それは、家族だったり友人だったり恋人だったり、学生時代の思い出だったり長年弾き込んでぼろぼろになったギターだったり先週買った新作のゲームだったりと、人それぞれたくさんある。
そういったモノは日々の生活の中で手に入れ、同時に日々の生活の中で減っていく。
人は「選択」をする生き物なのだ。
毎日のあらゆる場面で人は「選択」を迫られる。
そういう中で「大事なモノ」を捨て、「大事だったモノ」としてすり替えるのだ。
時には友情と恋愛、どちらを「大事だったモノ」にするか取捨選択をし、社会に出れば、学生時代の思い出など現在進行形のまま「大事なモノ」として持ってはおけない。

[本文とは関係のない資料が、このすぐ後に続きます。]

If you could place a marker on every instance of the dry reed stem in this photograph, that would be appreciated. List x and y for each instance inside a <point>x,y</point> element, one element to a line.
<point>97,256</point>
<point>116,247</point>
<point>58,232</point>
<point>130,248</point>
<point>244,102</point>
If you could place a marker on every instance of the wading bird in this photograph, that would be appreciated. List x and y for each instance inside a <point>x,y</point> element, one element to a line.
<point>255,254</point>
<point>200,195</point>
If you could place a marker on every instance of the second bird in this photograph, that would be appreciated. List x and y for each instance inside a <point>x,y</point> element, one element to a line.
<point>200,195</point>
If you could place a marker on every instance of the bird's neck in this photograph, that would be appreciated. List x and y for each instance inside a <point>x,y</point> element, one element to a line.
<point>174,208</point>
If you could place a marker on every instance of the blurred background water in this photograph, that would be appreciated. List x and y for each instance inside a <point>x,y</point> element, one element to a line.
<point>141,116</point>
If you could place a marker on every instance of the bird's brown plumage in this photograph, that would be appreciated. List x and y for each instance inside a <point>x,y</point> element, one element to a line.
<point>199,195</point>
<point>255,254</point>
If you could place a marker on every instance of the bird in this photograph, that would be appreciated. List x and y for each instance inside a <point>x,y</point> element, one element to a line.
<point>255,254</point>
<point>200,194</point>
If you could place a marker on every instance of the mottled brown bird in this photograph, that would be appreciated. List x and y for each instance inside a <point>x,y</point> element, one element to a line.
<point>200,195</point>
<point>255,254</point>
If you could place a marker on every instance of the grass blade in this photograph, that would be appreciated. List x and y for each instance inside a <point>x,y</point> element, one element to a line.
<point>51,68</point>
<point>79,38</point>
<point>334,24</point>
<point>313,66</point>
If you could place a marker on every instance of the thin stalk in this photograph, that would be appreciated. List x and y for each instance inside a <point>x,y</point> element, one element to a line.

街中を忙しく行き交っている、平凡そうな彼らの毎日も、そんな「選択」の結果による結晶なのだ。
それは僕らも同じで。
そう、
僕らは知っている。
選択とは何かを得るためではなく、何かを切り捨てるための過程であることを。
だからこそ僕らは幸せを求めて選択をするのだ。
自分がより幸せに近づくためになにかを選び、切り捨てて歩いている。
切り捨てた「輝き」の残り火のようなものをひきずりながらも、僕らは幸せへの道を進もうとするのだ。
それならば、
雪の音が降るこの街の、冬空の下で、
今も眠る「彼女」が、あの日した選択が、
幸せになるために、「彼女」があの日した選択が、 祝福される日は、来るのだろうか。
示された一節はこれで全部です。